Have pity and feel sorry for the alienating parent.
I speak from experience, you do not have to be a psychologist or social worker to work it out. The alienator – (be them a parent, sibling or grandparent) obviously has severe insecurity issues and much emotional baggage.
By alienating a child from people or relatives around them, they feel they are securing their own love from that child – by process of elimination!! If they are the only remaining person in that child’s/adult child’s life the only option for that child (adult child) is to love that remaining person in their life – it’s not rocket science!!! By putting themselves first and depriving the child (children) of loving relatives they are instilling a behavioral habit into that child/adult child for later years.
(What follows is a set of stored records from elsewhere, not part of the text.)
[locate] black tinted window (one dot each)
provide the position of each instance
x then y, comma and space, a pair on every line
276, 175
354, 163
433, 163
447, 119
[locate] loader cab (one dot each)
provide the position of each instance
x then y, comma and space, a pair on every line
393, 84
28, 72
That child, or those children in multiple cases, will grow up thinking it is perfectly normal behavior to alienate people from their lives and will teach their own children the same. Then history goes on and on repeating itself because no one has had the courage or foresight to put that child (those children) first in their life, and do the decent thing and allow that child (those children) to be loved by everyone!!!
I know to suggest pity and sorrow for these types of people sounds like madness, but their lives must be so emotionally disturbed and empty to put their own feelings first, they must feel so much bitterness and anger about something from their past
Maybe we should be trying to help them seek counselling or medical help, not blame them!!! Its never going to happen they don’t think they have a problem!!!